Sul fronte sindacale, invece, Olivi incassa pieno consenso e dopo averlo incontrato, Fabrizio Bignotti (Filca-Cisl) e Maurizio Zabbeni (Fillea-Cgil), si dichiarano soddisfatti affermando che “il disegno di legge della giunta provinciale sulle cave dà risposte chiare per la tutela della sicurezza e dell’occupazione” (vedasi il Trentino del 5 ottobre).

E l’assessore fa marcia indietro

A questo punto però qualcosa evidentemente succede. I lavoratori non apprezzano tali posizioni. E CGIL-CISL sono costrette ad adeguarsi. Il 25 ottobre si presentano davanti alla seconda commissione, con un documento di ben 19 pagine contenente la proposta di introduzione degli articoli 1 quater, 1 quinques e 1 sexies, nonché modifiche più o meno sostanziali di ben 30 articoli! Insomma, un’inversione di 360 gradi, che recepisce molte delle proposte del CLP. A questo punto Olivi, nella stessa assemblea, fa buon viso a cattivo gioco, sposa le proposte sindacali (che se attuate stravolgerebbero il suo disegno di legge) e - riuscendo così a raccogliere un certo consenso tra i lavoratori - si impegna a fare di tutto per farle passare in Consiglio provinciale, “compatibilmente con tutte le altre osservazioni pervenute nelle audizioni con la seconda Commissione.

Ovviamente ci sarà da vigilare. Il fatto costituisce comunque un primo risultato ottenuto grazie alla continua pressione del CLP e all’esposto contro lo stesso Olivi e i sindaci sulla non applicazione del comma 5 dell’art. 33 sul mantenimento dei livelli occupazionali.

Vedremo se dalla legge “fallita” del 2006 si arriverà a una migliore, e magari – addirittura! – fatta applicare, e a un settore del porfido meno brutalmente primordiale.
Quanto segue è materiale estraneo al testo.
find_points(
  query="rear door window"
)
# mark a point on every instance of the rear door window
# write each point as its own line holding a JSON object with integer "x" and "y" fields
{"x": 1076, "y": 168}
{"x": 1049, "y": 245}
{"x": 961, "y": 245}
Enzo Sevegnani e Walter Ferrari, a nome del Comitato Lavoro Porfido

L’invenzione di So.Ge.Ca

Quando nel 2000 il rag.Fabrizio Trentini viene nominato commissario ad acta ad Albiano, prassi in uso da anni laddove l’incompatibilità dei consiglieri comunali impediva l’adozione dei provvedimenti relativi alle cave, i concessionari si trovano in difficoltà in quanto egli si dimostra poco propenso ad accogliere le loro ingerenze. Così, l’amministrazione guidata dal sindaco Mario Casna inventa So.Ge.Ca. (Società gestione cave), alla quale viene affidata tutta l’attività di pianificazione e controllo di competenza del Comune al fine di sostituire il commissario ad acta ed evitare in futuro la nomina di altri commissari che potrebbero rivelarsi scomodi.

La delibera che istituisce So.Ge.Ca. (n. 47 del 3 ottobre 2003) viene votata da un Consiglio comunale composto da concessionari o parenti degli stessi (vice sindaco è Rosario Bertuzzi, esponente di una delle famiglie più potenti di imprenditori del porfido), viene giudicata illegittima dalla minoranza consiliare il cui capogruppo, Aldo Sevegnani, presenterà in proposito un esposto alla magistratura che però sarà archiviato. Di fatto So.Gec.Ca. opera da allora gestendo le competenze comunali in materia di cave (pianificazione e controllo), sotto la guida di un consiglio di amministrazione nominato per tre quarti dalla maggioranza che siede in Consiglio comunale.

Per capire come ciò significhi che i controllati sono anche i controllori di se stessi, basti ricordare la vicenda delle proroghe delle concessioni avvenute nel 2011 (in base all’art. 33 della L.P. 7/2006), quando sono state eseguite ben 36 votazioni separate di altrettante delibere relative a concessioni (dove su ognuna si assentava il consigliere concessionario e parente dello stesso), al fine di evitare l’incompatibilità di molti consiglieri. L’amministrazione era guidata da Mariagrazia Odorizzi (con quote in azienda concessionaria gestita dai fratelli) e dal vice sindaco Rosario Bertuzzi.